HEY, SANTA, PACK LIGHT!
Fewer toys, better playtime: study
Santa should consider hauling a smaller payload this year — because fewer toys gives kids a better quality of playtime, a new study claims.
Toddlers with fewer things to play with are more creative and focused than kids up to their ears in choices, according to the study published in an upcoming edition of the journal Infant Behavior and Development.
University of Toledo researchers gave kids between the ages of 1 and 3 either four toys or 16 toys and observed their “quality of play” in 15minute increments.
“When provided with fewer toys in the environment, toddlers engage in longer periods of play with a single toy, allowing better focus to explore and play more creatively,” the researchers said.
“An abundance of toys presents reduced quality of toddlers’ play,” the study concludes, while just a few “promotes development and healthy play.”
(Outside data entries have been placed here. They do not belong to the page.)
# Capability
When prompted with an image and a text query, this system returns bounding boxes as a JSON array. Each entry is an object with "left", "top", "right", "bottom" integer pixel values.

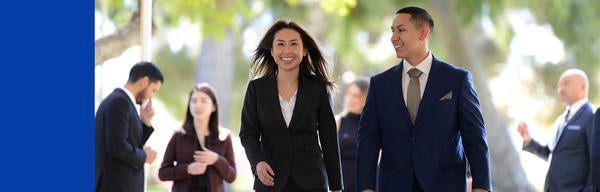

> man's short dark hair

[
  {"left": 127, "top": 61, "right": 164, "bottom": 84},
  {"left": 396, "top": 6, "right": 434, "bottom": 32}
]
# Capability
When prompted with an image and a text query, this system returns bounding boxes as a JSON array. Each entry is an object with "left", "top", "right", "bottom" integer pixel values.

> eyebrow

[
  {"left": 275, "top": 39, "right": 299, "bottom": 42},
  {"left": 391, "top": 24, "right": 405, "bottom": 30}
]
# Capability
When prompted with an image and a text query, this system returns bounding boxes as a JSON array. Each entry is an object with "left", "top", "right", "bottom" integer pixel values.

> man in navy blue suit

[
  {"left": 518, "top": 69, "right": 593, "bottom": 192},
  {"left": 95, "top": 61, "right": 164, "bottom": 192},
  {"left": 356, "top": 6, "right": 491, "bottom": 192}
]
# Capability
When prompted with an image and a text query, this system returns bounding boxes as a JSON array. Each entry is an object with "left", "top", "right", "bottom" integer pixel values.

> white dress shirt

[
  {"left": 119, "top": 86, "right": 140, "bottom": 115},
  {"left": 402, "top": 52, "right": 433, "bottom": 106},
  {"left": 548, "top": 98, "right": 588, "bottom": 152},
  {"left": 279, "top": 90, "right": 297, "bottom": 127}
]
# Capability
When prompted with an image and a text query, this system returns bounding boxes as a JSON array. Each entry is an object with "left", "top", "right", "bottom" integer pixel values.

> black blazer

[
  {"left": 524, "top": 102, "right": 594, "bottom": 192},
  {"left": 240, "top": 74, "right": 343, "bottom": 191},
  {"left": 95, "top": 88, "right": 154, "bottom": 192}
]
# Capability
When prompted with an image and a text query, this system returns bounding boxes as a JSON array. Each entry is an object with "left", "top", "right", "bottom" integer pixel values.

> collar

[
  {"left": 403, "top": 51, "right": 432, "bottom": 75},
  {"left": 566, "top": 98, "right": 588, "bottom": 119},
  {"left": 119, "top": 86, "right": 137, "bottom": 106}
]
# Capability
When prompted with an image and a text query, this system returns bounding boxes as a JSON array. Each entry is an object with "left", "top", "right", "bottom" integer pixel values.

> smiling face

[
  {"left": 390, "top": 13, "right": 429, "bottom": 63},
  {"left": 271, "top": 28, "right": 306, "bottom": 73}
]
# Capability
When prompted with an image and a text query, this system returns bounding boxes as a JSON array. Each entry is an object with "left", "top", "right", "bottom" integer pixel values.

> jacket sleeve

[
  {"left": 522, "top": 139, "right": 550, "bottom": 161},
  {"left": 211, "top": 135, "right": 237, "bottom": 183},
  {"left": 158, "top": 133, "right": 192, "bottom": 181},
  {"left": 457, "top": 71, "right": 492, "bottom": 191},
  {"left": 142, "top": 124, "right": 154, "bottom": 144},
  {"left": 356, "top": 77, "right": 381, "bottom": 191},
  {"left": 239, "top": 81, "right": 265, "bottom": 175},
  {"left": 318, "top": 87, "right": 343, "bottom": 191},
  {"left": 105, "top": 97, "right": 146, "bottom": 170}
]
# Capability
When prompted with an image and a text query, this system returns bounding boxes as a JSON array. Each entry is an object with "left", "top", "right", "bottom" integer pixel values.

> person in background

[
  {"left": 517, "top": 69, "right": 593, "bottom": 192},
  {"left": 356, "top": 6, "right": 491, "bottom": 192},
  {"left": 239, "top": 19, "right": 343, "bottom": 192},
  {"left": 95, "top": 61, "right": 164, "bottom": 192},
  {"left": 336, "top": 78, "right": 369, "bottom": 192},
  {"left": 158, "top": 83, "right": 236, "bottom": 192}
]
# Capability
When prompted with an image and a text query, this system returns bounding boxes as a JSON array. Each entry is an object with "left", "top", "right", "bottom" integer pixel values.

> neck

[
  {"left": 277, "top": 70, "right": 299, "bottom": 84},
  {"left": 194, "top": 119, "right": 210, "bottom": 136},
  {"left": 406, "top": 50, "right": 429, "bottom": 66},
  {"left": 124, "top": 83, "right": 138, "bottom": 95}
]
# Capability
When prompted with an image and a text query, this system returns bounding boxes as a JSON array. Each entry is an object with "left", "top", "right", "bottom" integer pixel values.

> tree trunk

[
  {"left": 95, "top": 12, "right": 141, "bottom": 65},
  {"left": 196, "top": 28, "right": 235, "bottom": 128},
  {"left": 427, "top": 0, "right": 536, "bottom": 191},
  {"left": 95, "top": 0, "right": 157, "bottom": 66}
]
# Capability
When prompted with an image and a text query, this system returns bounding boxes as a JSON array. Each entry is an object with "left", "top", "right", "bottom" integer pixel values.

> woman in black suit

[
  {"left": 239, "top": 20, "right": 342, "bottom": 192},
  {"left": 335, "top": 78, "right": 369, "bottom": 192}
]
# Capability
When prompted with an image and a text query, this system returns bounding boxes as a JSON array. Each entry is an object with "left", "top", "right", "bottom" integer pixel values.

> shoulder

[
  {"left": 582, "top": 102, "right": 595, "bottom": 117},
  {"left": 171, "top": 129, "right": 188, "bottom": 139},
  {"left": 433, "top": 58, "right": 469, "bottom": 77},
  {"left": 249, "top": 74, "right": 273, "bottom": 86},
  {"left": 371, "top": 63, "right": 400, "bottom": 80},
  {"left": 302, "top": 75, "right": 328, "bottom": 93},
  {"left": 218, "top": 127, "right": 232, "bottom": 141},
  {"left": 98, "top": 90, "right": 132, "bottom": 112}
]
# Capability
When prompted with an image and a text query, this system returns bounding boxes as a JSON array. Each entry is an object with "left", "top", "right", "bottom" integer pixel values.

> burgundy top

[{"left": 159, "top": 129, "right": 236, "bottom": 192}]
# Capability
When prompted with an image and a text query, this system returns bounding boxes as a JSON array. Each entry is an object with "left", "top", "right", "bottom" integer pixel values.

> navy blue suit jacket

[
  {"left": 95, "top": 88, "right": 154, "bottom": 192},
  {"left": 523, "top": 102, "right": 593, "bottom": 192},
  {"left": 356, "top": 57, "right": 492, "bottom": 191},
  {"left": 592, "top": 108, "right": 600, "bottom": 192}
]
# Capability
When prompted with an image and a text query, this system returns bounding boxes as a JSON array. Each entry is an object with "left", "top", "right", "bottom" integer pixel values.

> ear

[
  {"left": 419, "top": 26, "right": 430, "bottom": 41},
  {"left": 303, "top": 49, "right": 308, "bottom": 57},
  {"left": 139, "top": 76, "right": 150, "bottom": 88}
]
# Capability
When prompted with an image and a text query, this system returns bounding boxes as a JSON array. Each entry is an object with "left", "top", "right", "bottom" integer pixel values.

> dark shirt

Simply stowing more toys in storage also helps rein in the attention of scatterbrained toddlers, the researchers found.
“One recommendation may be to opt for having fewer toys available in a play environment for any one play session,” the study notes.
“When there is an abundance of toys, small collections can be rotated into play while the majority is stored away, providing opportunities for novelty without creating the distraction posed by having too many toys available.”
But ultimately, less is more when it comes to the “creativity, imagination, and skill development” of toddlers, the study notes.
It isn’t the first time a smaller pile under the Christmas tree suggested a net gain for kids.
In 1999, public-health workers in Munich, Germany, conducted an experiment in which they removed all toys and books from a nursery for three months and studied the impact on kids.
The Der Spielzeugfreie Kindergarten (the nursery without toys) project found that when kids were left with just tables, chairs and blankets, they happily invented their own games, without being “suffocated” by their toys.